If you have an SLR camera, digital or film, you can explore a fascinating world of macro photography. Whether your a beginner or a professional photographer, all you need is a macro lens (They are fairly inexpensive as far as professional quality lenses go) and possibly a tripod.
A SLR and a macro lens enable you to focus within inches of your subject. That combined with todays super high-resolution digital cameras and a whole new world emerges from you camera to you computer.
If its flowers, insects or the intricacies of a computer chip, you will be amazed by the detail captured beyond the scope of the human eye. As a Denver product photographer, I find myself using my 55mm macro lens to capture the intricacies of products both large and small.
Obviously, focusing needs to be precise at this short distance between camera and subject.
Unless you are using close-up lenses, when doing any kind of macro work, you always have to consider the effective f-stop. Even if you are using the SLR body’s built-in meter, which will correct automatically for light loss you must realize that effective aperture affects picture quality.
Taking pictures through a pinhole results in tremendous depth of field but very low sharpness due to diffraction. This is why lenses for a 35mm format camera stop at f/22. You will want to shoot at the highest aperture possible to maximize sharpness and depth-of-field.
Now ad an electronic flash or two or three and you will see that world in a brilliant detail.

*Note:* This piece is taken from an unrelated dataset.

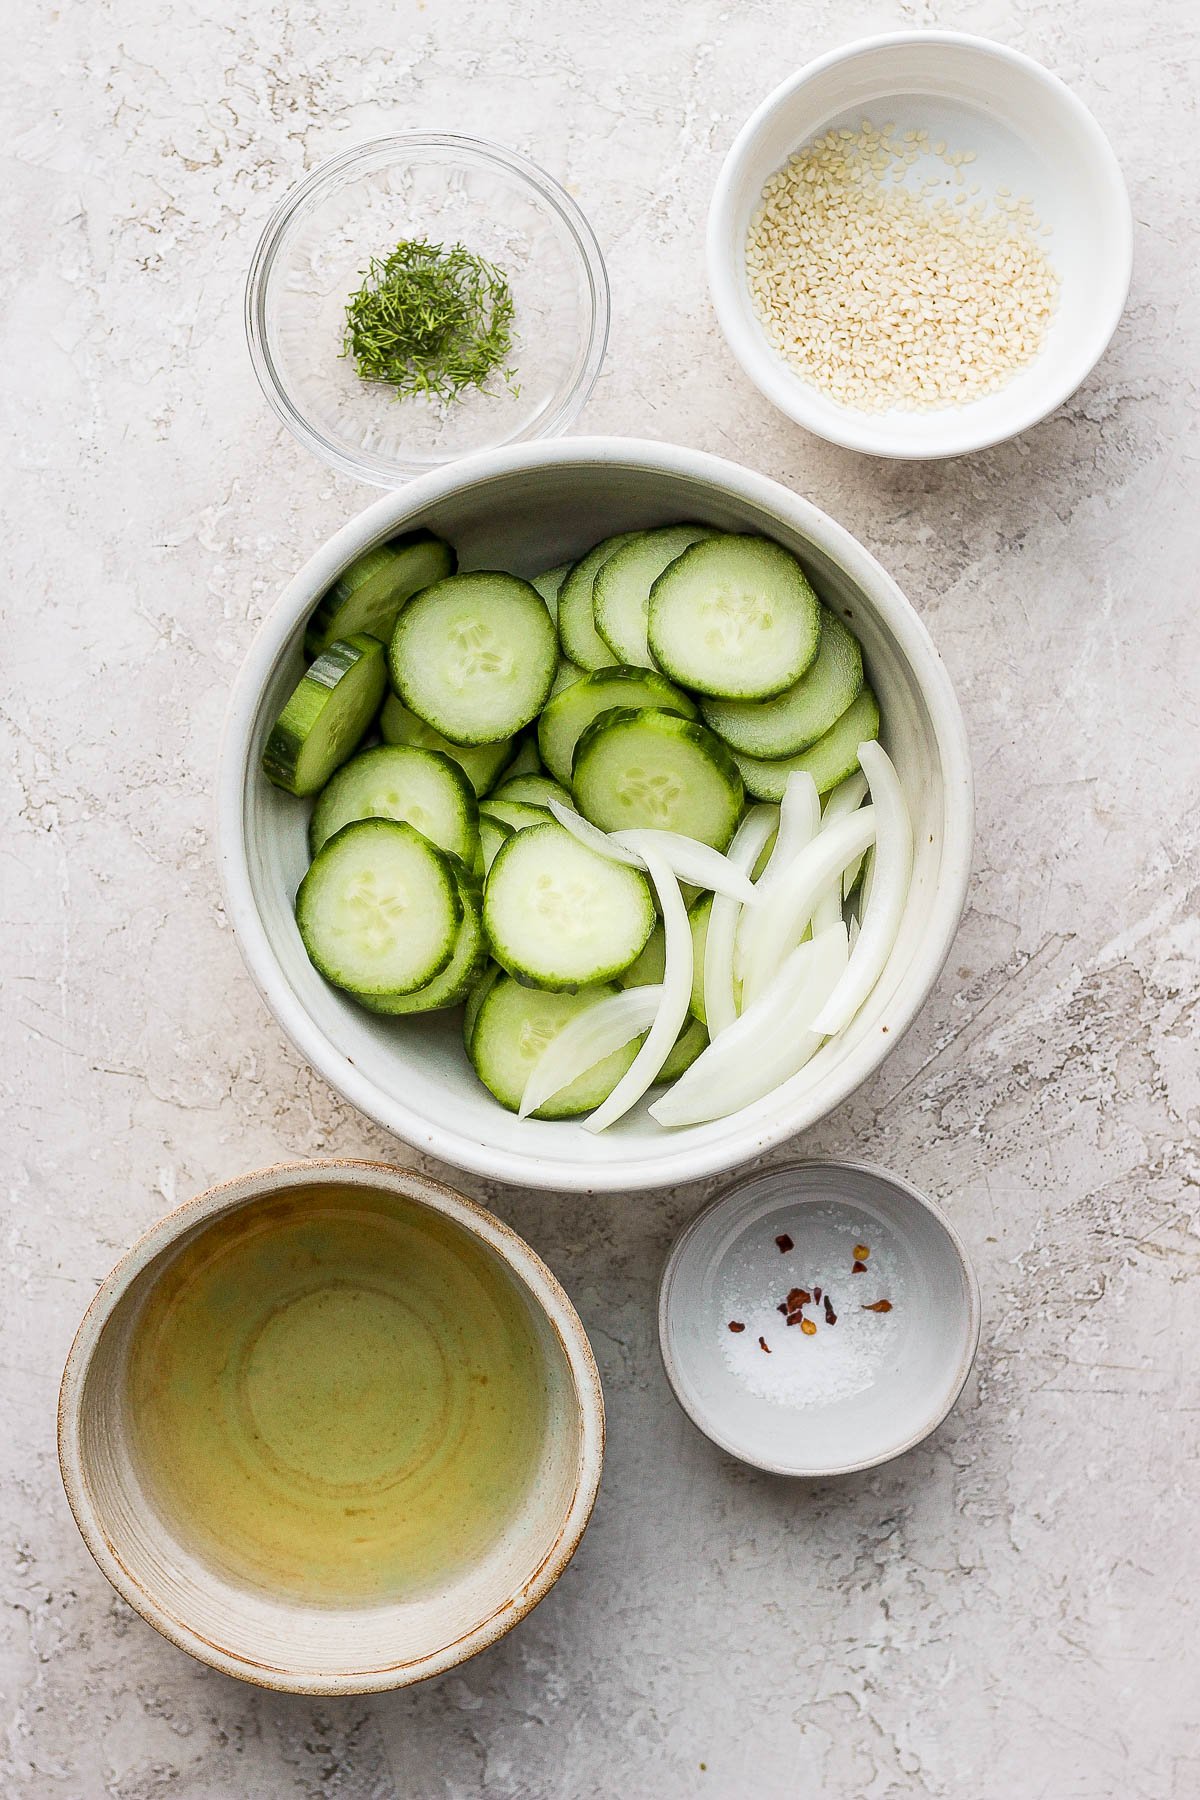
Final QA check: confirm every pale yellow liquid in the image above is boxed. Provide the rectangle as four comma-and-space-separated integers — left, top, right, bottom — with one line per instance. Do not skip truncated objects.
126, 1187, 549, 1603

Fill-flash should not alter the exposure of the image but helps to highlight more detail. The flash will reveal areas that might otherwise be lost to shadows. If you experimenting macro photograph, you may be able to get away with using your cameras pop-up flash with a homemade diffuser like a piece of clear plastic or white-cloth. Keep in mind that, since you are so close to the subject, an on-camera flash will not effectively light the subject area. You may need to explore an off-camera flash with a dedicated extension cord or an on-camera flash with a second or third slave flash. A lens ring-flash can be used but comes with a price tag. Even if you go the extra mile and purchase a state of the art twin-flash system you may still need to find a way to diffuse the light for the best results.
The overall aim of macro photography is the same as any other form of professional photography. To get a sharp image of the subject, pleasing composition and dramatic lighting when available.